2020年2月2日は豊島岡女子学園中学の入学試験が行われました。

コベツバでは、2020年の豊島岡中学入試で出題された算数の、算数解説動画・所感・難易度分析を公開しております

また、合わせて2020年度の入試を受けて、来年度の受験生に向けて、豊島岡女子学園中学の入試傾向を徹底的なデータ分析から把握し、合否を分ける単元・対策法を掲載しております。豊島岡女子学園中学を志望していらっしゃるご家庭の保護者様・お子様は是非ご覧ください。
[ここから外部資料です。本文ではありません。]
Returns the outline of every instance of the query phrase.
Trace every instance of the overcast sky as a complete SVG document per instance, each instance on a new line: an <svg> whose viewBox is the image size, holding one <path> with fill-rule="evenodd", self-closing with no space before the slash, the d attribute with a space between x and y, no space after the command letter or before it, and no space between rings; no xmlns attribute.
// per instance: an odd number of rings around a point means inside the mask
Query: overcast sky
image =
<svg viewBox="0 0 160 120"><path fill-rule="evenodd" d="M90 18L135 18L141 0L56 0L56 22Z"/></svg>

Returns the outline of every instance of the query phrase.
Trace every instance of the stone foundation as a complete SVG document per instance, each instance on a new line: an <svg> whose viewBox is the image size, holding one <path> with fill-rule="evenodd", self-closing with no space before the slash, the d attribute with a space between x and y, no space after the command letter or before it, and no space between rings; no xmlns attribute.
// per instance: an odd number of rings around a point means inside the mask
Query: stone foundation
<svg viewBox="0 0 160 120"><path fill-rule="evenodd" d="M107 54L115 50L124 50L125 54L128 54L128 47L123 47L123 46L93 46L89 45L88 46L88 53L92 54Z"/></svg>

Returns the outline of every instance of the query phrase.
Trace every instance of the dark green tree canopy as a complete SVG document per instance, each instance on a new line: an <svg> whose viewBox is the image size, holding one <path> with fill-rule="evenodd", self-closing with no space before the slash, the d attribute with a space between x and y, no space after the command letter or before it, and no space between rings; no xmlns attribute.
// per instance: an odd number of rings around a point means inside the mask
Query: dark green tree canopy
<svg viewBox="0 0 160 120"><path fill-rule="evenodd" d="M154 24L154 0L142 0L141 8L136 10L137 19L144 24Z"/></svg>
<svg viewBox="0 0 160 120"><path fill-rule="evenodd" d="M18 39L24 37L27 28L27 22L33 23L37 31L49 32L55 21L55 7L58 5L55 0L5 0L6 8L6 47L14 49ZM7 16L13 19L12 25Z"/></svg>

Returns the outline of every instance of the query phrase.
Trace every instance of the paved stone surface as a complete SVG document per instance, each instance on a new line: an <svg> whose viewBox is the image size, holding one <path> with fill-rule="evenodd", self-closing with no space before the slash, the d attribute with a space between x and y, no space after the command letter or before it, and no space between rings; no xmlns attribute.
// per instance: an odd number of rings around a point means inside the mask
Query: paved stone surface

1: 2020年豊島岡女子学園中学入試問題(算数)の問題/解答/解説速報

1-0: 2020年豊島岡女子学園中学入試の算数問題&解答PDF

問題PDF
解答PDF

1-1: 2020年豊島岡女子学園中学入試の所感

 

全体感としては例年以上にレベルA(=基礎レベル)の量が少なくレベルB(=差がつく応用レベル)の問題が多かった印象です。それ故に算数で比較的差がつきやすい問題セットになったと想像します。特に3番から6番の難易度が高くなりました。
3番の速さは、関東圏で出題が低いものの、関西では灘・神戸女学院・甲陽学院での出題がある「差の比例」、5番は思考力「読解」の正確さを試す問題で、結局のところAの和に連動してBの具体的な位置を考える必要がないことが引っかかるポイントであったこと、6番の立体図形もさすが豊島岡の立体と思う断面図を自分で設定させて平面図形に帰着するという流れの発展的問題でした。
どれも出来不出来が分かれやすい設定に作られており、大問3問ともがこのようなケースだったことは非常に珍しく感じました。今後、豊島岡がこのレベルを引き続き出していくのかは注視しておきたいところです。

以下、大問ごとにコメントしておきます。

 

▼大問1番:小問集合

どの問題も典型的な問題で短時間でミスなくできるかが問われました。

▼大問2番(2):桁ごとに調べる

1-2番を通じて出来が分かれる問題は唯一この問題だったかと思います。丁寧に桁ごとに場合分けを行うとともに、3個が入らないように注意を払って進める必要があり極めてミスを誘いやすい作りになっている問題でした。

▼大問3番:差の比例

関東ではほとんど出題がない技術である「差の比例」。目にする機会が少ない為、面食らった人が多かったのではないかと想像します。ただし、差の比例とN回目を組み合わせた「N回目に出会う」という技術の前提となるものとして使う機会があり、そこで丁寧に学んだ人はクリアできたのかもしれません。豊島岡の先生がいかに勉強熱心かを示すそんな問題でした。

▼大問4番:割合の平面図形

難易度が上がった中盤から後半戦の中での中休み的な大問です。豊島岡は立体図形の難易度が高い反面、平面図形についてはそこまでレベルの高い問題は配置されていないことは今年も同じ。中チョウチョ補助線から等高図形→隣辺比という典型的な流れでおしまいです。ここは(2)まで含めて正解したい。

▼大問5番:思考力「読解」

Bの動きについて紛らわしいため、丁寧な読解が必要と判断して、通常以上に解像度をあげて文章を読んで定義をグリップする必要がある問題でした。結局、Bの動きはA次第で完全に確定してしまい、大きくAが通り過ぎる時もBは1歩ずつ歩みを進めることを握れるかがポイントでした。

▼大問6番:断面図の設定

豊島岡の立体は同一論点の出題が少なくバラエティが豊富で、かつ他校でもあまり見ない応用問題を出題する傾向がありますが、今年もその傾向を踏襲してきました。ただ、一段引いて見ると「投影図」「断面図」の設定はこれまで複数回に渡って出題されており、立体を精緻に把握する際に「断面図」「投影図」を使わせることは学校のテーマであることが伺える問題だったと言えます。ポイントさえつかむことができれば答えまでの距離は遠くないことも例年通り。豊島の立体を攻略するためには、頻出テーマと幅広く技術を身につけ、経験を積んでいくことが重要であると言えます。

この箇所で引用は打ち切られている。